Leitsatz (amtlich)
Der Ermäßigungstatbestand des KV 1211 Nr. 2 GKG kommt auch dann zum Tragen, wenn das Gericht wegen widerstreitender Kostenanträge nach einem Teilanerkenntnis gem. § 93 ZPO in einem Schlussurteil über die Kosten zu entscheiden hat.
Verfahrensgang
LG Rostock (Beschluss vom 17.10.2006; Aktenzeichen 4 O 87/06) |
Tenor
Die Beschwerde des Bezirksrevisors beim LG Rostock gegen den Beschluss des LG Rostock vom 17.10.2006 (Az. 4 O 87/06) wird zurückgewiesen.
Das Verfahren ist gebührenfrei. Kosten werden nicht erstattet.
Der Gegenstandswert wird auf 272 EUR festgesetzt.
Gründe
I. Mit ihrer Klage vom 28.2.2006 begehrte die Klägerin Zahlung von 5.554,46 EUR. Mit Schriftsatz vom 29.3.2006 erkannte der Beklagte einen Teil der Forderung i.H.v. 5.268,61 EUR an.
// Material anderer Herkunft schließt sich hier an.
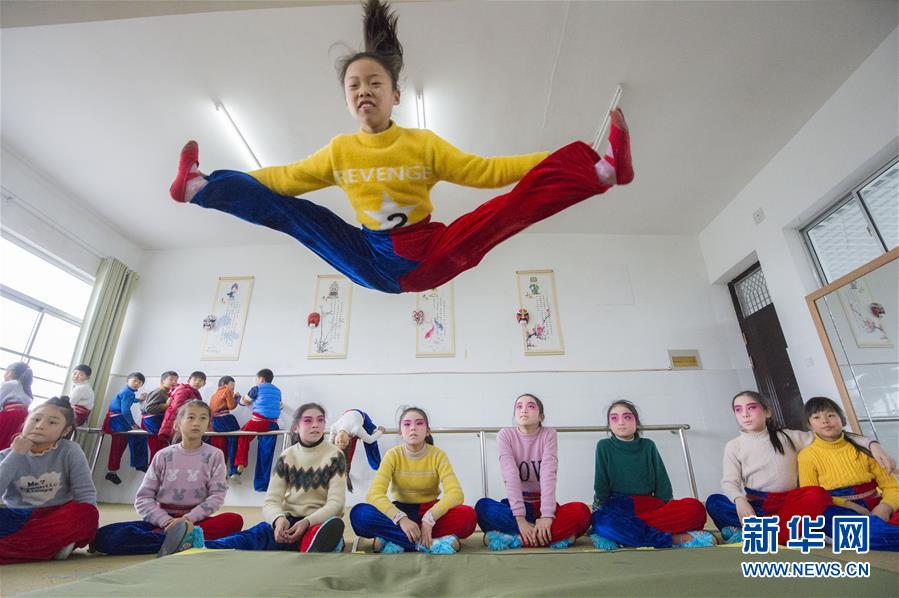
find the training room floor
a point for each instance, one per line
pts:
(580, 570)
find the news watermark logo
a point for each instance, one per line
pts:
(849, 533)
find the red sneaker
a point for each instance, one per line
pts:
(190, 157)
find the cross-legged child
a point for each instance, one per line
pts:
(417, 520)
(529, 461)
(153, 411)
(304, 503)
(49, 500)
(184, 487)
(633, 503)
(120, 419)
(81, 395)
(265, 398)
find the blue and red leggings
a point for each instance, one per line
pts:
(426, 254)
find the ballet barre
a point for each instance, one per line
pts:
(285, 434)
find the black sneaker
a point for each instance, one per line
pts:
(328, 536)
(178, 538)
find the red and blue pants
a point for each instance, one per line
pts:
(808, 500)
(571, 519)
(137, 445)
(369, 522)
(647, 520)
(38, 534)
(426, 254)
(227, 444)
(884, 535)
(142, 537)
(265, 452)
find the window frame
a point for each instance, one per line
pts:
(852, 194)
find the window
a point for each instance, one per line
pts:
(42, 303)
(861, 226)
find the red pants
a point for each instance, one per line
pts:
(256, 424)
(38, 534)
(12, 418)
(674, 517)
(81, 415)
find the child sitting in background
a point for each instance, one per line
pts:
(49, 499)
(857, 483)
(265, 398)
(82, 395)
(180, 394)
(153, 411)
(119, 419)
(15, 397)
(633, 503)
(222, 402)
(304, 503)
(184, 486)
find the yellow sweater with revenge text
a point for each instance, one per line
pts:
(415, 479)
(838, 464)
(388, 176)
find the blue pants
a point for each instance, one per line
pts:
(369, 522)
(617, 520)
(226, 423)
(128, 537)
(884, 536)
(259, 537)
(137, 446)
(366, 257)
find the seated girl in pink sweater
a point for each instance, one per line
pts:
(184, 486)
(529, 516)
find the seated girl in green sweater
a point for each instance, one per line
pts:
(632, 502)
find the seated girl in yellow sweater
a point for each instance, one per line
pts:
(387, 172)
(416, 520)
(857, 483)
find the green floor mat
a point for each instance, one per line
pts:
(696, 572)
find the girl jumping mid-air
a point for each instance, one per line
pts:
(387, 172)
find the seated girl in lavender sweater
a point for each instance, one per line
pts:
(184, 486)
(530, 516)
(49, 500)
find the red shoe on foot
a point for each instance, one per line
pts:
(619, 155)
(190, 157)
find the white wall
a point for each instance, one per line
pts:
(36, 209)
(852, 134)
(624, 301)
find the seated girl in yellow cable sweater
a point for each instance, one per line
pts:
(387, 172)
(857, 483)
(416, 520)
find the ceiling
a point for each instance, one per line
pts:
(712, 91)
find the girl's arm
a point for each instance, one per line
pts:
(508, 466)
(315, 172)
(549, 466)
(452, 490)
(663, 483)
(216, 488)
(145, 502)
(455, 166)
(377, 492)
(273, 506)
(336, 500)
(602, 485)
(80, 479)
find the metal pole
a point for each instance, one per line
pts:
(482, 435)
(690, 476)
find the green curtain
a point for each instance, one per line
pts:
(100, 331)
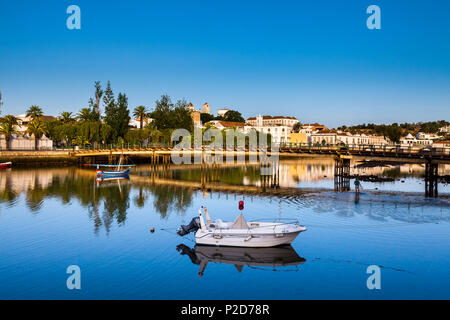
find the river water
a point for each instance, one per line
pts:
(51, 218)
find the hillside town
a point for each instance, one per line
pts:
(35, 130)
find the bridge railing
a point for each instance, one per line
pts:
(291, 147)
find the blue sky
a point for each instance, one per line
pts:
(315, 60)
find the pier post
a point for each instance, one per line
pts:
(431, 179)
(342, 173)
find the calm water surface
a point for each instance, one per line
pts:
(53, 218)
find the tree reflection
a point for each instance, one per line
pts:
(107, 202)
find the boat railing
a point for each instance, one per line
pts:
(276, 222)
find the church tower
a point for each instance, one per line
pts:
(206, 108)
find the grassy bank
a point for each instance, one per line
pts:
(37, 157)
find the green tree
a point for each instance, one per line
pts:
(88, 114)
(140, 113)
(167, 116)
(8, 127)
(95, 103)
(206, 117)
(36, 128)
(34, 112)
(117, 117)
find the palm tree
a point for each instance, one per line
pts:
(8, 127)
(140, 112)
(84, 115)
(36, 128)
(66, 117)
(35, 112)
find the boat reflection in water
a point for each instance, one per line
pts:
(255, 258)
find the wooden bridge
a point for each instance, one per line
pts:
(370, 152)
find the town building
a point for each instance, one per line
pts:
(335, 138)
(221, 125)
(313, 128)
(298, 138)
(206, 108)
(19, 142)
(267, 121)
(23, 121)
(222, 112)
(410, 140)
(360, 139)
(136, 123)
(279, 134)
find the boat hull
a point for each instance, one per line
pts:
(5, 165)
(245, 240)
(113, 174)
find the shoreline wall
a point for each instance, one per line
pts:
(37, 157)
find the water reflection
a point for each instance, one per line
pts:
(109, 201)
(255, 258)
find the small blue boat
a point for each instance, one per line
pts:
(119, 171)
(113, 174)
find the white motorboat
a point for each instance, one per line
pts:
(241, 233)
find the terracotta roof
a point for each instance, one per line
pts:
(230, 124)
(273, 117)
Daraufhin erließ das LG Rostock unter dem 3.4.2006 ein Teil-Anerkenntnisurteil. Mit Schriftsatz vom 28.4.2006 erklärte die Klägerin Klagerücknahme im Hinblick auf die verbliebene Forderung. Das LG Rostock erließ sodann unter dem 24.5.2006 ein Schlussurteil, welches mit Tatbestand und Entscheidungsgründen versehen war. Hierbei setzte sich die Kammer mit § 93 ZPO auseinander, weil der Beklagte sein Teil-Anerkenntnis unter Verwahrung gegen die Kostenlast erklärt hatte.
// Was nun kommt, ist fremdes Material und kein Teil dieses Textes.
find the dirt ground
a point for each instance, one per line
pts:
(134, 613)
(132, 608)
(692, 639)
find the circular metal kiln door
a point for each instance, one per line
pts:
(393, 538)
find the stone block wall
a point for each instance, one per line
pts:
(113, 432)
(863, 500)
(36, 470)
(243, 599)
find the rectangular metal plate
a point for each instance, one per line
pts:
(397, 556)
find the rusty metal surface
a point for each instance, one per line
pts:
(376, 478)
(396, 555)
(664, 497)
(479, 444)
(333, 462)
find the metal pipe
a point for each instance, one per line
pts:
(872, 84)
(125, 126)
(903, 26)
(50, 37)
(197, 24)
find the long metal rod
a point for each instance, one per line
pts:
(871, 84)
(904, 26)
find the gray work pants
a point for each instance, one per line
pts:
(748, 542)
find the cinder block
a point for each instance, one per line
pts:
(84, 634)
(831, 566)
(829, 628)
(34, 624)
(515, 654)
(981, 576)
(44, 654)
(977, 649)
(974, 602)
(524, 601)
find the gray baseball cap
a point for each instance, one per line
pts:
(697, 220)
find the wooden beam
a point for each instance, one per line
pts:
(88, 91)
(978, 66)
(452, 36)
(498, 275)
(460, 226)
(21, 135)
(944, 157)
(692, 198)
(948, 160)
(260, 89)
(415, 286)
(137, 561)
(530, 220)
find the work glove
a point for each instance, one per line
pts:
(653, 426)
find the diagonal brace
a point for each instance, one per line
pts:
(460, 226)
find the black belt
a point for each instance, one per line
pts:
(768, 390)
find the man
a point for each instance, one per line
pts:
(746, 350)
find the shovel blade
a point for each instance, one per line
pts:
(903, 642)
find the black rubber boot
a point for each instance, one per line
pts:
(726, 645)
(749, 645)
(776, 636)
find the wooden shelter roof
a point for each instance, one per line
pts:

Die Klägerin beantragte mit Schriftsatz vom 23.6.2006 die Festsetzung der Kosten. In dem daraufhin am 28.8.2006 erlassenen Beschluss legte die Rechtspflegerin beim LG Rostock drei Gerichtsgebühren gemäß KV 1210 GKG zugrunde. Hiergegen legte der Beklagte Erinnerung ein. Zur Begründung führte er aus, dass vorliegend der Ermäßigungstatbestand des KV 1211 GKG einschlägig sei, weil das Verfahren durch Teil-Anerkenntnis und Klagerücknahme erledigt worden sei. Das LG half der Erinnerung nach Anhörung des Bezirksrevisors bei dem LG Rostock mit Beschluss vom 17.10.2006 und ermäßigte die Gerichtsgebühren auf eine Gebühr, mithin auf 136 EUR.
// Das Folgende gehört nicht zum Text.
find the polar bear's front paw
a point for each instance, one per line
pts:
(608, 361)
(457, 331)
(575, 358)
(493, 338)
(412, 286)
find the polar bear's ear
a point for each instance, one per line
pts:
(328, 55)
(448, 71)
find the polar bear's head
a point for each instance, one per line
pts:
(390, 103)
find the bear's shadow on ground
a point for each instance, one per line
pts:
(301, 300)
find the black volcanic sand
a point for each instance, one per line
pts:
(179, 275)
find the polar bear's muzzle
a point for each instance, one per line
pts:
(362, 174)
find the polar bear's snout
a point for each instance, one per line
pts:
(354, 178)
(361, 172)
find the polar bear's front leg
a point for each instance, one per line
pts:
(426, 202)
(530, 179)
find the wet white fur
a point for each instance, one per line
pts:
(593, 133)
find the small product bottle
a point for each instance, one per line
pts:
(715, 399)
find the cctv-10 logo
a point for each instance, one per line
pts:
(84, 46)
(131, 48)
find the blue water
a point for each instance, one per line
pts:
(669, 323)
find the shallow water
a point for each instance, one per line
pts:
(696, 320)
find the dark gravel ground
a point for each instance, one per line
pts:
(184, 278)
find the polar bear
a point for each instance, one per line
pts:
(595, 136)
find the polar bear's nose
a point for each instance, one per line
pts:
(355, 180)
Hiergegen richtet sich die Beschwerde des Bezirksrevisors beim LG Rostock vom 19.10.2006. Er ist der Auffassung, eine solche Ermäßigung entspräche nicht dem Willen des Gesetzgebers zum KV 1211 GKG. Unter Hinweis auf die Entscheidung des OLG Hamburg vom 4.5.2005 (Az. 8 W 91/05, OLGReport Hamburg 2005, 739 = MDR 2005, 1195) vertritt der Bezirksrevisor die Auffassung, eine Ermäßigung käme nur dann in Betracht, wenn das gesamte Verfahren durch ein Anerkenntnisurteil beendet werde, welches weder eines Tatbestandes noch der Entscheidungsgründe bedürfe. Allein die ausführliche Begründung im Schlussurteil vom 24.5.2006 zeige, dass das Verfahren gerade nicht mit der Klagerücknahme und dem Anerkenntnis Erledigung gefunden habe.
Das LG Rostock half der Beschwerde mit Beschluss vom 20.10.2006 nicht ab und legte die Sache dem OLG zur Entscheidung vor.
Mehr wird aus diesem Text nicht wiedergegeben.